Erano le 18 in punto, io e gli altri cresimandi eravamo in fila fuori dalla chiesa del carcere, pronti ad entrare con i nostri padrini. Vicino a me Paolo, la persona che io spontaneamente ho scelto per accompagnarmi. Si entra, si fa l'inchino davanti all'altare, e ci si siede al posto assegnato. Tutto perfetto, la chiesa affollata di visi sereni. Ad un tratto l'emozione prende il sopravvento, soffocando il mio istinto ad avere sempre tutto sotto controllo: inizio a tremare, e chissà perché mi sento come se stessi affrontando un esame in cui penso di non avere tutte le capacità per farcela. Ma cerco di nascondere il tutto e vado avanti. La cerimonia continua, e tocca a noi: «Rinuncio, credo, credo, credo, credo, amen». Non so perché ma le ho pronunciate a voce molto alta, come se volessi che tutti mi sentissero, anche quelli lontani. Volevo sentirle rimbombare dentro di me.
Migliaia di pensieri, in pochi minuti, e intanto ti fai investire da tutto ciò che stai pronunciando. Strano. Molto strano. Alla fine della cerimonia senti che hai qualcosa in più, che ne fai parte, che gli appartieni, e siccome mi ritengo un combattente nato, la mia sensazione è stata quella di sentirmi un guerriero di Dio, un crociato, e nella mia calma apparente, mi sentivo e mi sento più forte.
In tutto questo alla fine mi ritrovo a parlare con Silvia, una volontaria e, regalo nel regalo, con un abbraccio mi consegna una lettera dove parla di una persona che io non conosco e che prega per me. Allora la mia sensazione di sentire qualcosa di più diventa sempre più reale. Ildefonsa, una suora di Chieti del Sant'Orsola che ha letto quello che ho scritto su La Voce di Ferrara, ha deciso di farmi arrivare un suo abbraccio, un suo scritto, e le sue preghiere, tutte per me.
Ma allora è vero!
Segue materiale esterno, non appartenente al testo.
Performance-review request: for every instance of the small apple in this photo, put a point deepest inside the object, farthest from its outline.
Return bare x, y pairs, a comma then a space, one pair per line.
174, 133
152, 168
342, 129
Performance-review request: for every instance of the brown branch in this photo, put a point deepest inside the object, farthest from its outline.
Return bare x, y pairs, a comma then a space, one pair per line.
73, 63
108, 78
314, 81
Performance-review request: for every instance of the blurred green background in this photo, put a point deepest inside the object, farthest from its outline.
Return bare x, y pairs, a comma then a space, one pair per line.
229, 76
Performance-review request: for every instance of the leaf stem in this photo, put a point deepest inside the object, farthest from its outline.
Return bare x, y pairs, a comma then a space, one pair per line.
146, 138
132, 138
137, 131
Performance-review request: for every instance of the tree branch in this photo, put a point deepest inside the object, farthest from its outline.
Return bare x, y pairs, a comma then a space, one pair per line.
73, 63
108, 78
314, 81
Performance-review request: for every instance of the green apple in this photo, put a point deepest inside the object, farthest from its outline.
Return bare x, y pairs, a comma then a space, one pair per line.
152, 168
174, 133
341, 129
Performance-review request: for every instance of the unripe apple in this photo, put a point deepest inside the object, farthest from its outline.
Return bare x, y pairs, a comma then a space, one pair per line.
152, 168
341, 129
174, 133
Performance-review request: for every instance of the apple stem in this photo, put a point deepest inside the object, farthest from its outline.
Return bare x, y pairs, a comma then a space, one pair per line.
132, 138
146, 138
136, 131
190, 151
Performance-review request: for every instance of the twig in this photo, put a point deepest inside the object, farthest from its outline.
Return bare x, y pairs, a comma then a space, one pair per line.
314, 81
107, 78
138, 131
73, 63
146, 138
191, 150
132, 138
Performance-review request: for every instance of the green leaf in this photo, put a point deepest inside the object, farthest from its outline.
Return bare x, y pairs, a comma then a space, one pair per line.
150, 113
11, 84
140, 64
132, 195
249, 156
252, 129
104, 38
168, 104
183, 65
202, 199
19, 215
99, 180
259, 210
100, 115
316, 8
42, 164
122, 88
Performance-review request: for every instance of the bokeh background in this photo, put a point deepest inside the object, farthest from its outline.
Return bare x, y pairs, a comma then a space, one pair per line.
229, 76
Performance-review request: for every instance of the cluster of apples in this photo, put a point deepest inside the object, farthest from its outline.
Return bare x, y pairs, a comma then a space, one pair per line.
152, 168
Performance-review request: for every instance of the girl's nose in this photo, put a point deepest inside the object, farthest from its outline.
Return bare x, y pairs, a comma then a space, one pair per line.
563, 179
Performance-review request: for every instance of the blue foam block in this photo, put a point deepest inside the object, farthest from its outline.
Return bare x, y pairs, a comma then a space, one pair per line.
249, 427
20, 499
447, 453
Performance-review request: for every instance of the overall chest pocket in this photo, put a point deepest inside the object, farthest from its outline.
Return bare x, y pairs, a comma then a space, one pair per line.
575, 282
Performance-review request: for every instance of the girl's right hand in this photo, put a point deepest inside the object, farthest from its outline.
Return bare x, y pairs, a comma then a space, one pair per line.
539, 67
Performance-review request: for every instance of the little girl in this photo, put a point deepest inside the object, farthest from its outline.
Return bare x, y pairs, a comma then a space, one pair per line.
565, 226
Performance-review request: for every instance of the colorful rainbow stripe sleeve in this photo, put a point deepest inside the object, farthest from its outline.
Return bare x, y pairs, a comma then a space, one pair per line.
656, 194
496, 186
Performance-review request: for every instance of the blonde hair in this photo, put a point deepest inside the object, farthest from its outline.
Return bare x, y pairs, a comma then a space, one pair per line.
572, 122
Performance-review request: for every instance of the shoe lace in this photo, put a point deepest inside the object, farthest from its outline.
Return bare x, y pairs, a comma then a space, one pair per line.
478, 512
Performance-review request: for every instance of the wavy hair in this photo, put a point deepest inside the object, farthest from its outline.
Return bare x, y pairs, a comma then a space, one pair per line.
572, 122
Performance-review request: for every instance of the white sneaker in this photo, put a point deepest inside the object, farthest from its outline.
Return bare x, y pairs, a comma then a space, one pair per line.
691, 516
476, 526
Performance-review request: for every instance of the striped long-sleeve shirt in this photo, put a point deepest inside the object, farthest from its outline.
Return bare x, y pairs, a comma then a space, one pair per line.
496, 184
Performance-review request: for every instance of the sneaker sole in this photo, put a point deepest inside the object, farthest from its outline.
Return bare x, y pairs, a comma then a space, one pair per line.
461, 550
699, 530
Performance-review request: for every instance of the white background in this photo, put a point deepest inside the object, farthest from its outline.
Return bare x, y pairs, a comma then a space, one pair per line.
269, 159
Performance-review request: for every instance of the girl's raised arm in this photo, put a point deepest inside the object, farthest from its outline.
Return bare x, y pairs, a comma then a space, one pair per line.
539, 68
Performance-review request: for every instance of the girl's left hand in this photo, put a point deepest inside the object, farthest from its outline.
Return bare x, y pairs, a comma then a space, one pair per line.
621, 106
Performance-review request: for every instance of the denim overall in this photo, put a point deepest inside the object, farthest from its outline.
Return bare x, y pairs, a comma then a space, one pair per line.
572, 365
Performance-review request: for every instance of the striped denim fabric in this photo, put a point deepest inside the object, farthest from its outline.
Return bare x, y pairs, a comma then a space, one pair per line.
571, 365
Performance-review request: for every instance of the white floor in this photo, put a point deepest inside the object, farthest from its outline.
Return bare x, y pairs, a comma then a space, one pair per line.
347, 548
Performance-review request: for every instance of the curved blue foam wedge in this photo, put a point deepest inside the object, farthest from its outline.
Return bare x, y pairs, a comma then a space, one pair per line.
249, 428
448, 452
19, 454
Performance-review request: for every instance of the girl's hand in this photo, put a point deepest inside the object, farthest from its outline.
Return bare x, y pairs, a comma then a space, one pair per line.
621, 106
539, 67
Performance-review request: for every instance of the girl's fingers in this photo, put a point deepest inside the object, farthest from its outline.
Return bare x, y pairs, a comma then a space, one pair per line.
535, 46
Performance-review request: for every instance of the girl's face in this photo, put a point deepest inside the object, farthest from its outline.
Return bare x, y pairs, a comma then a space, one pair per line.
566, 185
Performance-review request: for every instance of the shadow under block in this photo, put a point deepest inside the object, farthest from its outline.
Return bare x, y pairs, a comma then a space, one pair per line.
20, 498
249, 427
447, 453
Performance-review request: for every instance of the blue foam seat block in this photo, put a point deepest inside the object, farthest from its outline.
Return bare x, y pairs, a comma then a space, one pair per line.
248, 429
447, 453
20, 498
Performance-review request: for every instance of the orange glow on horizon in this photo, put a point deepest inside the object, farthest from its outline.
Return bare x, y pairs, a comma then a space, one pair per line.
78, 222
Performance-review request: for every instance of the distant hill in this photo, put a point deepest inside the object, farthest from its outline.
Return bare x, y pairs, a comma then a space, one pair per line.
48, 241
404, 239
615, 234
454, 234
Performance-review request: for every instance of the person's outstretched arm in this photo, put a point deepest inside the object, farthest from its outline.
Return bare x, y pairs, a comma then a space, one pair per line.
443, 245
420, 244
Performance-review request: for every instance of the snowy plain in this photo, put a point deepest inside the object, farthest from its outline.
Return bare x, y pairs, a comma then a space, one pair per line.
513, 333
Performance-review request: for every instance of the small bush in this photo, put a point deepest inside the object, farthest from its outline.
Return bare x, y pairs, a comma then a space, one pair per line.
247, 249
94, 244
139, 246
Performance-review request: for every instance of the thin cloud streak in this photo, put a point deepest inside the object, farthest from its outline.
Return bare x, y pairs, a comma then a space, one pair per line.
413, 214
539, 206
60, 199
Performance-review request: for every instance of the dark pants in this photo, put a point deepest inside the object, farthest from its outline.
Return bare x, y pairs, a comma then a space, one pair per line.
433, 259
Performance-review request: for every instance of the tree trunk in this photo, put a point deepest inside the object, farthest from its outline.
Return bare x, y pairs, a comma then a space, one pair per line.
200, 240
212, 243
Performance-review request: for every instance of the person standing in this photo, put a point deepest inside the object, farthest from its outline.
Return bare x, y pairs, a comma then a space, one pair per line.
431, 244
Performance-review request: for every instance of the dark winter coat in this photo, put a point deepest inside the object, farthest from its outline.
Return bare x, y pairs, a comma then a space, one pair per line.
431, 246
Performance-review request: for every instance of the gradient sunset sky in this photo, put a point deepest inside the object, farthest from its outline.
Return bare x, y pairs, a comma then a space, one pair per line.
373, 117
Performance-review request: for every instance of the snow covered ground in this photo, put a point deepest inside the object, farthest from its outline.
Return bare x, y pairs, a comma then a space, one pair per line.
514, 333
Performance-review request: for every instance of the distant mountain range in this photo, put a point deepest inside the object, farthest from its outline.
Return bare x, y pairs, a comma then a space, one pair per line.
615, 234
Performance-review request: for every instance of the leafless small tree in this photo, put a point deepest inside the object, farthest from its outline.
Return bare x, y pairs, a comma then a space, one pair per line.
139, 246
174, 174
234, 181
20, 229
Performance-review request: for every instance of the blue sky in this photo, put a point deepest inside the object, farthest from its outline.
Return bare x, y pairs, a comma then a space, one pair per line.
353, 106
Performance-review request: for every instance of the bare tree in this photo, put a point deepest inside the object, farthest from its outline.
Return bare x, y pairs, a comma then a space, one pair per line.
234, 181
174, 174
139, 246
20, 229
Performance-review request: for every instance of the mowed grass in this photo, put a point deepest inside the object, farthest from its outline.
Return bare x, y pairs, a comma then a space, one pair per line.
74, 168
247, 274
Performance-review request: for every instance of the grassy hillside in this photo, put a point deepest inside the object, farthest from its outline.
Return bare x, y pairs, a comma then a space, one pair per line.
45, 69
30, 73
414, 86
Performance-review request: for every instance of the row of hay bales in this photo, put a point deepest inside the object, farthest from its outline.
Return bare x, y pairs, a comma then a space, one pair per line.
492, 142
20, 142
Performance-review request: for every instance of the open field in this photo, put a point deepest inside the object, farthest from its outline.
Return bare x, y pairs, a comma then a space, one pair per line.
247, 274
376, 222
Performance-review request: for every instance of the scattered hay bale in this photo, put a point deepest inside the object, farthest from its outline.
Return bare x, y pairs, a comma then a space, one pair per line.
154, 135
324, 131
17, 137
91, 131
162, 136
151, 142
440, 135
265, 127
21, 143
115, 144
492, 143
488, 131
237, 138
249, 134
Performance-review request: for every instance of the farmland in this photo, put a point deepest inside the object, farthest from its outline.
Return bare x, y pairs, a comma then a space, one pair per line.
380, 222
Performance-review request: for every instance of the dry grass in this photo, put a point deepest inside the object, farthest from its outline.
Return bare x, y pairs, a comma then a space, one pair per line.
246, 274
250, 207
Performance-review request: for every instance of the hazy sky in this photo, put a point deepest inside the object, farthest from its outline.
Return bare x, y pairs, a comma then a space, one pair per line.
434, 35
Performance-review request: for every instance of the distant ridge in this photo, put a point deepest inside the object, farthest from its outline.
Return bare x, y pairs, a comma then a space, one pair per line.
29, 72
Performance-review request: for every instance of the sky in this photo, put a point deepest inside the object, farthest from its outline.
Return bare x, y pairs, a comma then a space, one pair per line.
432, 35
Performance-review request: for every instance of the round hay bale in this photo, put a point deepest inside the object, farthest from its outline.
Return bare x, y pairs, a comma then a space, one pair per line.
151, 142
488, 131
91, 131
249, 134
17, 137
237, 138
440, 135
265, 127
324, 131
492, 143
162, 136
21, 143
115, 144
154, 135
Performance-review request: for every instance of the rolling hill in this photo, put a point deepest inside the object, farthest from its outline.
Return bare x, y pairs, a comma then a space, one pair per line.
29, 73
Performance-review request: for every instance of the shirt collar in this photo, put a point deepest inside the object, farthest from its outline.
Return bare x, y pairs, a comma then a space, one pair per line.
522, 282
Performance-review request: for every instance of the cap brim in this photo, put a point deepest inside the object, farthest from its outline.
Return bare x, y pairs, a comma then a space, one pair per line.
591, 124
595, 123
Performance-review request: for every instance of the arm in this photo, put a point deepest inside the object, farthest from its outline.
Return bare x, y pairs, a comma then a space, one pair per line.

Ne faccio parte! Una delle leggi del Signore dice: «Ama il prossimo tuo come te stesso». Ma io vorrei aggiungere che sentirsi amato anche da chi non conosci è molto di più! Grazie Ildefonsa, e grazie a tutti quelli che mi vedono come un semplice uomo, perché ti fanno sentire un individuo prezioso in questo universo.